Lipid composition in miscible and immiscible phases

Authors: Schmidt, Walter; Mookherji, Swati; Mitchell, Alva; CRAWFORD, M - Imperial College

Submitted to: Book Chapter
Publication Type: Book / Chapter
Publication Acceptance Date: 9/2/2011
Publication Date: N/A
Citation: N/A

Interpretive Summary: Lipid or fats have counter-intuitive physical properties. Some compounds are water soluble, others are fat soluble. From this rule, clearly fats will be soluble in fats. Place too much sugar in hot water and allow it to cool: pure sugar will precipitate out. Add an excess of one lipid (e.g., stearic acid, a solid fat at room temperature) to another fat (e.g., pig fat, seal oil): no solid lipid (e.g., stearic acid) forms. Instead two forms of lipids, both liquid, both immiscible form and each has exactly the same lipids in them. The ratio of lipids in each form however is discretely different. This manuscript explains why this happens. The same physical chemistry applies to problems of agricultural interest. Poultry fat has been proposed as a source for production of biodiesel. Poultry fat, clear and free-flowing, from a poultry processing facility, routinely separates into two viscous intermingled lipid phases, neither of which has any discretely different chemical or physical properties. If they are so similar, how come they separate? A sudden and delayed increase in macroscopic heterogeneity and viscosity of lipids is a highly undesirable property that can show up in biodiesel fuels. Excess saturated fat in human’s diet can lead to a sudden and delayed increase in macroscopic heterogeneity and viscosity of lipids which deposit inside arteries and can result in stroke and heart attacks. In each case, the same physical chemistry is involved. This manuscript explains the reason this occurs. At the molecular level, unsaturated fats can absorb a finite amount of saturated fats into unit cell volumes. Above this threshold level, saturated fats repack the existing unsaturated fats into a more tightly packed volume. The two sized volumes cannot pack uniformly so therefore aggregate, resulting in increased solids-like properties [this is measured using a technique called DSC]. The mixture of the two sized volumes each with a different density results in the macroscopically viscous heterogeneous lipid. The two lipid forms are very difficult to separate physically because at the molecular level, the process of heating and/or cooling itself, both alters the size of the unit cell volume [and therefore the number of which lipids that can fit inside it], disrupts the aggregates of unit cells, and enables remixing among unit cells of different unit cell volumes.

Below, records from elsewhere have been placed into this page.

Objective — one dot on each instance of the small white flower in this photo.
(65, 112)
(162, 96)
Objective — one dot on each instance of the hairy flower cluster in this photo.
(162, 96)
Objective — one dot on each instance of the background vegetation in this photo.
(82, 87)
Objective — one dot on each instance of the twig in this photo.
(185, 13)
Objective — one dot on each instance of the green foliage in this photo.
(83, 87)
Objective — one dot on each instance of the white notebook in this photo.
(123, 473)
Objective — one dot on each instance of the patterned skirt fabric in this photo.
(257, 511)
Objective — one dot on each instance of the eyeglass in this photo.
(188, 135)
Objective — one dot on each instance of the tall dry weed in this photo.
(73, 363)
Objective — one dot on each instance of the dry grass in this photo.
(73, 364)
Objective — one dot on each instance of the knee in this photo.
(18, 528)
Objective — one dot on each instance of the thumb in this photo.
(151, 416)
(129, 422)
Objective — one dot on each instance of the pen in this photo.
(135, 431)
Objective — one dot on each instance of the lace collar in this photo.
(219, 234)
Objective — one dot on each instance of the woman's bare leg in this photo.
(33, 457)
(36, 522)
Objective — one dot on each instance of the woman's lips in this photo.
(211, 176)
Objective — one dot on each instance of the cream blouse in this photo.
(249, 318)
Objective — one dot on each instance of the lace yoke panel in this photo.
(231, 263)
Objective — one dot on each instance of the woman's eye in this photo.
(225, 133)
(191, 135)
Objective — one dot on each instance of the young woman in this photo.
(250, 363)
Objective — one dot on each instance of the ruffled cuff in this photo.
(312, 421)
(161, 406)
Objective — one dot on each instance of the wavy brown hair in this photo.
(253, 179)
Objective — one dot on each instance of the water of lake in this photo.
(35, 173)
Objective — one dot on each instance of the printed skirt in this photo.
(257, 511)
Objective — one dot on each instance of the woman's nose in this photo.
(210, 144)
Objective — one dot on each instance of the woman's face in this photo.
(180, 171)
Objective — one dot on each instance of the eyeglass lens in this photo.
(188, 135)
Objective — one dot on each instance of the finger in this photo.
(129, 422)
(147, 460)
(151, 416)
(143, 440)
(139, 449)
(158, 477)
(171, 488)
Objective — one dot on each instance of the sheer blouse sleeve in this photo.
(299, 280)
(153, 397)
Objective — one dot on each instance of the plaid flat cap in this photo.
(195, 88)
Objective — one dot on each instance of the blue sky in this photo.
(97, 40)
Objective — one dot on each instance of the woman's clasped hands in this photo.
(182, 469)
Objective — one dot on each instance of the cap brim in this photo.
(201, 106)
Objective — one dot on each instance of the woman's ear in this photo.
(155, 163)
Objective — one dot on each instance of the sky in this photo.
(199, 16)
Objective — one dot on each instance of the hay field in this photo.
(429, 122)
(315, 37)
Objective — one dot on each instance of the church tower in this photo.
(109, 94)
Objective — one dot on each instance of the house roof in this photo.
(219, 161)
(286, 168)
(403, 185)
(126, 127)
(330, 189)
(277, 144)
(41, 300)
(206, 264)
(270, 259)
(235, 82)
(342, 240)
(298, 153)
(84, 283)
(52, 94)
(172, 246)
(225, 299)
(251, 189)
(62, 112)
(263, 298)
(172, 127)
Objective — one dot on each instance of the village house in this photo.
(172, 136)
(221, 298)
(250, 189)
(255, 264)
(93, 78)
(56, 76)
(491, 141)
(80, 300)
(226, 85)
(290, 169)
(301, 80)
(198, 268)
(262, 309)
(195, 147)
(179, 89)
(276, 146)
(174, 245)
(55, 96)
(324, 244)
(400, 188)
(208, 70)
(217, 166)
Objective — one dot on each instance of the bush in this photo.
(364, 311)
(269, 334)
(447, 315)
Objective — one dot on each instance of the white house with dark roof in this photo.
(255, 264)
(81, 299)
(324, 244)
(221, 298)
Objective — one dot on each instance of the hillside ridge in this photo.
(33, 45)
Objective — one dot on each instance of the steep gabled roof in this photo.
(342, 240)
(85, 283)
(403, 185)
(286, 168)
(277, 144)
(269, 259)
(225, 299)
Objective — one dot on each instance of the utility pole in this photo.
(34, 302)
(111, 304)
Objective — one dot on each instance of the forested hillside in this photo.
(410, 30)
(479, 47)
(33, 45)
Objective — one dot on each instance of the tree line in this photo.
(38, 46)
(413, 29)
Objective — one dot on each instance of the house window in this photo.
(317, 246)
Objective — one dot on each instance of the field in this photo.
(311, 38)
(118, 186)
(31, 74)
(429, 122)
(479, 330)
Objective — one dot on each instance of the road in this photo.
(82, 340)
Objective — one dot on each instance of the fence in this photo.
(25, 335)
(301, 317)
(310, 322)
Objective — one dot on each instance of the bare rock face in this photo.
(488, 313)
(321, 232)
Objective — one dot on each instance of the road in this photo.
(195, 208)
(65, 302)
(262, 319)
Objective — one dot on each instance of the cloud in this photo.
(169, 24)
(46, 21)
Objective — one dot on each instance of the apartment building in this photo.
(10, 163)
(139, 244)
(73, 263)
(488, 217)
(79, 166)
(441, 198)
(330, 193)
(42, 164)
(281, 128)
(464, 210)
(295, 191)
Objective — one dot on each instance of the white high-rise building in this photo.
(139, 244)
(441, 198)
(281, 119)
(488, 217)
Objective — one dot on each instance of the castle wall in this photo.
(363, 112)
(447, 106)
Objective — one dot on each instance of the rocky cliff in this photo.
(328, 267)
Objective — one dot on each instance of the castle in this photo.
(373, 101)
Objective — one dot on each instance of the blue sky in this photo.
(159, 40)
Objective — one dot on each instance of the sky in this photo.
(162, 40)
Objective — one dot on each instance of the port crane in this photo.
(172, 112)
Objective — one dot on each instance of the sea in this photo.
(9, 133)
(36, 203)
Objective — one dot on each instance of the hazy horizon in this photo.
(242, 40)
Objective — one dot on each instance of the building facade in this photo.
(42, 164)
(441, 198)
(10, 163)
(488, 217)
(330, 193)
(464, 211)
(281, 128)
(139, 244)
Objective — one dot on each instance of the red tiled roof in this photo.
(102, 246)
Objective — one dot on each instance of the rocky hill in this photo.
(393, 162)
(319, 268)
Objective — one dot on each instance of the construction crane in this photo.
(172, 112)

Technical Abstract: Although natural lipids often are present in one single liquid phase, a small specific change in composition of the same lipids can trigger the formation of two lipid phases which are immiscible with each other. Stearic acid (SA) as an added secondary lipid component had a discrete solubility in methyl oleate (MeOA), docosahexaenoic acid (DHA), pig fat and seal oil. In each case, adding SA in excess of its solubility resulted not in the precipitation of insoluble SA, but in the lipid itself re-ordering into a second phase [immiscible with the first]. An ordered second phase was confirmed by differential scanning calorimetry (DSC) and modulated DSC. The presence of the same lipids in both phases was verified using Raman microscopy. Each layer maintained its own discrete stoichiometry, and the fats other than SA, determine phase transition temperature of the immiscible phase. Structurally diverse lipids may have a finite porosity to structurally large molecules like SA. SA added in excess to that finite porosity can only “fit” into the lipid by enhancing the lipid packing and/or packing efficiency, i.e., forming the immiscible phase. A unit cell is the smallest regularly shaped volume within which the mole ratio of lipids corresponds to the macroscopic mole ratio of lipids. Computational chemistry calculations enable modeling of a cube about 25 A (2.5 nm) per side as a volume in which discrete lipid compositions can effectively pack. Despite entropy, unit cells of similar size and shape will slowly pack uniformly, resulting in macroscopic lipid order. Translational motion of excess SA lipid molecules from an immiscible phase to a miscible phase unit cell volume unpacks the former, and repacks the latter: the unit cell appears to diffuse to a different site and only a fraction of the lipids had exchanged places. Interestingly, a localized increase in packing efficiency itself creates the temporary space through which other large molecules such as SA can diffuse. Slow release of latent heat in lipid mixtures detected by modulated DSC can be due to localized non-uniformity in lipid chemical composition and/or slowness in packing efficiently.